It has been a while now since I have written anything new. I have been focusing all of my energy on raising my son and taking care of my wife. Instead of writing in order to feel some type of purpose, I have found great purpose in creating a new masterpiece on a perfectly blank canvas. That canvas is starting to do things for a response, roll, grab, and communicate. He is starting to form and it is incredible to think we created him.
My son was in the NICU for 12 days. He was born with HIE (Hypoxic Ischemia Encephalopathy). For some reason (“Ideology Unknown”), my son bled back into the placenta. After an emergency c-section, he was still born with extensive brain damage. But, he is perfect. It is almost as if we were expecting play-doh and received a hunk of clay. It is more difficult to form. The care expected to create from this medium is greater, but the result is more detailed, rich, and realistic. My hands hurt, but the shape is forming itself and it is one of the most beautiful things I have ever had the honor of sensing.
In short, that is why I have been absent from this blog.

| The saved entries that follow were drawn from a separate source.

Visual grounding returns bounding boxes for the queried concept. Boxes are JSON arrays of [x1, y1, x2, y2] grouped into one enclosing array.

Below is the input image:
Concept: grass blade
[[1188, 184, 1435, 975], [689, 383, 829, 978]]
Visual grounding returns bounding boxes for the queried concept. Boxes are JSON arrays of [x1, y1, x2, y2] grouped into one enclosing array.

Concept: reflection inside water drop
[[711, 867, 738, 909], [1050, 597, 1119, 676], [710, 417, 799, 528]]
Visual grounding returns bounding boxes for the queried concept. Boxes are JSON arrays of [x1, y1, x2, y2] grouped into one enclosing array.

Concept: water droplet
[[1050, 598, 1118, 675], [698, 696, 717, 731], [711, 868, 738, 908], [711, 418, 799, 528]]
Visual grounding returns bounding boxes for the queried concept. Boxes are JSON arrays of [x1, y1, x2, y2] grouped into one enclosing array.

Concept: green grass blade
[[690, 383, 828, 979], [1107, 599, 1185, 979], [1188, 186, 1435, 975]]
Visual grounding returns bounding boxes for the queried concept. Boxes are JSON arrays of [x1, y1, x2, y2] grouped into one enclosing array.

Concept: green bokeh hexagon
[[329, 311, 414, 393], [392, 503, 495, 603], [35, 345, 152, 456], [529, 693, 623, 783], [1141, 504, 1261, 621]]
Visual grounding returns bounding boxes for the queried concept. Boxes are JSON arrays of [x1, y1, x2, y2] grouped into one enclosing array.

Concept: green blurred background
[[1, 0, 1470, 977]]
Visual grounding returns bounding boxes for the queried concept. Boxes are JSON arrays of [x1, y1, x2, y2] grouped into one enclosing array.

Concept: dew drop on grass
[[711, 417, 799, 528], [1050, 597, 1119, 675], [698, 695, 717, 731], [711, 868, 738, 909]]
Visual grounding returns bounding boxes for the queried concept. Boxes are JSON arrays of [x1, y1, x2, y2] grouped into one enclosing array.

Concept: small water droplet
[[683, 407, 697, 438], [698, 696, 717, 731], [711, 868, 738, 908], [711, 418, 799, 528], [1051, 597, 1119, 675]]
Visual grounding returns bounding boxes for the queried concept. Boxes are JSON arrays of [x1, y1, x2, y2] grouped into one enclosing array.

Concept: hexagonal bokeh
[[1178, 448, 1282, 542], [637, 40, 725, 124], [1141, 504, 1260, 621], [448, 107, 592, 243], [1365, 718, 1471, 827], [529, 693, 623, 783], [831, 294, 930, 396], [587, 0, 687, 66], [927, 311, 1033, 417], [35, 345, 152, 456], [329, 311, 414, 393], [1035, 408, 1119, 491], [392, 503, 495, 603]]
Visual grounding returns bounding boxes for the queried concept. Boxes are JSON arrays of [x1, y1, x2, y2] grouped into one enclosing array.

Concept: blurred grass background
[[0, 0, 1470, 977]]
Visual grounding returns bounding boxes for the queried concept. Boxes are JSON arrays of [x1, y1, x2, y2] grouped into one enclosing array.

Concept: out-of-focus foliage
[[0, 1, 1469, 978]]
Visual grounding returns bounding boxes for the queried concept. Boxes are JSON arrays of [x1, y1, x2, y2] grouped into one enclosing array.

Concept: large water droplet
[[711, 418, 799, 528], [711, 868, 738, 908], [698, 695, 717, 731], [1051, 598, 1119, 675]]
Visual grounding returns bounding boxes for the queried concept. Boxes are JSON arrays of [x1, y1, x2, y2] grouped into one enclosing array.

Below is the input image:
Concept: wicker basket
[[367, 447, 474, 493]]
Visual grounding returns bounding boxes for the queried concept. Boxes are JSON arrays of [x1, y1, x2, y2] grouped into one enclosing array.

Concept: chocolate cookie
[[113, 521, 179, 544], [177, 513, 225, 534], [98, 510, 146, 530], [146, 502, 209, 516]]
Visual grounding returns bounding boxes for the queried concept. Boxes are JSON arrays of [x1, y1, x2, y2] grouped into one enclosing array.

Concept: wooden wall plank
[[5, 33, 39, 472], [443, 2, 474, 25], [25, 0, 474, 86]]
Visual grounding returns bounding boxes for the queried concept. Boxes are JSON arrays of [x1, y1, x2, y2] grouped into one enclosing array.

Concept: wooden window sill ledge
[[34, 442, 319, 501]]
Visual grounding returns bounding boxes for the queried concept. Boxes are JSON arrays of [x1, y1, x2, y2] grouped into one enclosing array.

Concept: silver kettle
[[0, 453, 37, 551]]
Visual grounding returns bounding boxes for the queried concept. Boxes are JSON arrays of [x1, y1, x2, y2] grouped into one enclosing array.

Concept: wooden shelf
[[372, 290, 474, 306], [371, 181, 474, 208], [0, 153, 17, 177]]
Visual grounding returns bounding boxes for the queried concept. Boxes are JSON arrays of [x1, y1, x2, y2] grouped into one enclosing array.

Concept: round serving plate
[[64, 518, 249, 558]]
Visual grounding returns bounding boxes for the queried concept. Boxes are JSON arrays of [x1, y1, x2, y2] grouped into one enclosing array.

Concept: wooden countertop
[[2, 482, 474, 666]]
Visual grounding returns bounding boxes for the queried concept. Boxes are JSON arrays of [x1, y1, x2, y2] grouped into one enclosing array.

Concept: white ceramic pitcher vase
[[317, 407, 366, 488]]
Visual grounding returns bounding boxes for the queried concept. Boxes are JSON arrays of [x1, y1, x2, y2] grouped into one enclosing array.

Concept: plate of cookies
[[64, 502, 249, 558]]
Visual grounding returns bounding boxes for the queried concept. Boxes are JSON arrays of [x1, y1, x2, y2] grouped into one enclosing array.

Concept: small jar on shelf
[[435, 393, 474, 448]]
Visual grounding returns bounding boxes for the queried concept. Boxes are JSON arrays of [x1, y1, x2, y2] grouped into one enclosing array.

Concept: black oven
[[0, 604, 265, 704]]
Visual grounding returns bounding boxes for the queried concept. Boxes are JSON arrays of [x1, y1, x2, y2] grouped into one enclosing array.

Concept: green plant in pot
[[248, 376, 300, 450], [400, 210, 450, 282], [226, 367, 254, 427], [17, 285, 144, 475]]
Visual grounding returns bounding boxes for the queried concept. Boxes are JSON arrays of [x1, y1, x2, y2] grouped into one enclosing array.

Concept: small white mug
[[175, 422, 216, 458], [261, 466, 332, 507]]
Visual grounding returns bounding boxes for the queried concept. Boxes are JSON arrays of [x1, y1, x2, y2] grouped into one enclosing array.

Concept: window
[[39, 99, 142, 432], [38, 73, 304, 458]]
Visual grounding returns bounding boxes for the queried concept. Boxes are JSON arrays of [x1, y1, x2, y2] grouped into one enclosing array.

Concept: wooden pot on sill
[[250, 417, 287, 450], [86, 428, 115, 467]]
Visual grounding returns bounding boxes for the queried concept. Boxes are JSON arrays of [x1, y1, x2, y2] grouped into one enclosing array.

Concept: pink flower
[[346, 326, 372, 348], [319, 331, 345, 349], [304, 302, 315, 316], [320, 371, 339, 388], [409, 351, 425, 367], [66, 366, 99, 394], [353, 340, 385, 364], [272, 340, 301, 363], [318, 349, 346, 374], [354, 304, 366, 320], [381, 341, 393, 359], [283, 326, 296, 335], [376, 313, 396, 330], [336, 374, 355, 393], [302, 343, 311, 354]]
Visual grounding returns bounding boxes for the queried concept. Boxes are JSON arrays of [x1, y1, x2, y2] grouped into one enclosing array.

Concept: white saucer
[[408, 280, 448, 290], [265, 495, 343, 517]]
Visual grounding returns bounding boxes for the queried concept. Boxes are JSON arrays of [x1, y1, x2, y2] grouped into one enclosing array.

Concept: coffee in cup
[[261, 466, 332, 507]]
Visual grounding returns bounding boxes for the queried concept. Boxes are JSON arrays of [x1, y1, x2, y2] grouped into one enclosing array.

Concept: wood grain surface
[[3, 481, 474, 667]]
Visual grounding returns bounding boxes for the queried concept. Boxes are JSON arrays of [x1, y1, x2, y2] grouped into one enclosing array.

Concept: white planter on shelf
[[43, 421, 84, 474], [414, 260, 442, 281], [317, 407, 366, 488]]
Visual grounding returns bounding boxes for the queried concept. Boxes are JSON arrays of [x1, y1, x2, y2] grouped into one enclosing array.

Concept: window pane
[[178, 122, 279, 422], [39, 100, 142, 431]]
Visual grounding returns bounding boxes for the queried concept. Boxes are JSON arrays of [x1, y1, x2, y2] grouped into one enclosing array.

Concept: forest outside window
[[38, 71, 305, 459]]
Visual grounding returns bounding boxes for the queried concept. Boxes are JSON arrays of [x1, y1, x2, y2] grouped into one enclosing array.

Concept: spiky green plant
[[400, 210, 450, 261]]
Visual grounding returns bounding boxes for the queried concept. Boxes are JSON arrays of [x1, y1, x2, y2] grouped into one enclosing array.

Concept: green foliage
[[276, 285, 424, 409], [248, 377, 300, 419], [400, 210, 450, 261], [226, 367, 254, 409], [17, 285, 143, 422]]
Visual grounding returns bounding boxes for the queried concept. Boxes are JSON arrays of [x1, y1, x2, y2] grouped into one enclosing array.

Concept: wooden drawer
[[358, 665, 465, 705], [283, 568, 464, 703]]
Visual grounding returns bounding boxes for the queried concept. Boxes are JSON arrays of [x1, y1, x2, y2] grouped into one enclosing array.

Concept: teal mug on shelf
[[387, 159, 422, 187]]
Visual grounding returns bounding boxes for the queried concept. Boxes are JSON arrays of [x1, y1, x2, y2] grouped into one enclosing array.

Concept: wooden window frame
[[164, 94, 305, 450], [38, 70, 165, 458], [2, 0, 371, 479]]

I have been creating.
Tomorrow, after six long months, I will focus on a different creation. For about eight years, I have been waiting to begin a life of pure discipline. A life totally focused in finding God, Love, and Peace in all moments. January 2nd, 2018 is when this life will finally begin.
I am nervous, to say the least. I am nervous because I understand the weight of this endeavor. I feel as though this will be my last attempt at becoming the man I was meant to be. Due to this being my last attempt, I will not fail. And now, my friends, I have a spirit watching, cheering me on with his laughter, and motivating me to stay on my path with his daily evolution.
Tomorrow, I begin a path of pure light. My life will consist of only things that bring joy and health; things that I have known for a long time are Good and Right, but that I have not had the courage to fully commit to. I am doing this for myself, first. This will bring my greatest contentment. If I commit to challenging myself everyday to be the best man that I can be, I will take my last breath with final peace. I am doing this for my son and my wife, second. If I am my greatest self, I will be my greatest self for them. I will be a man who my wife and son honor. This is my quest.
Tomorrow there will be no more tomorrows.
I am so insanely in love with my wife and my son, I will take a path that is insane to most people in order to be worthy of their love. I will be ridiculed, this I know. I will be laughed at, this I have experienced countless times before. I will be mocked. People will not understand my journey, but it will be mine and mine alone. I will walk this path with my best friend and she will hold my hand when I falter, but she will be walking her own unique path of different colors and shapes.
I call on God, our Mother, the Angels, all of the Ascended Masters, and my Ancestors. I call on light and love and all that is good and true. I call on the wind and rain, the trees and dirt, the rivers and waterfalls. I call you. For the next year, all that I do is to feel you in all things, to hear you more clearly, and to be totally immersed in this adventure in paradise.
I will not fail because you will be holding my hand. I will not fail because my love is too great. When I am downtrodden and blinded by the illusion of momentary pleasure, your spirit will remind me of my quest.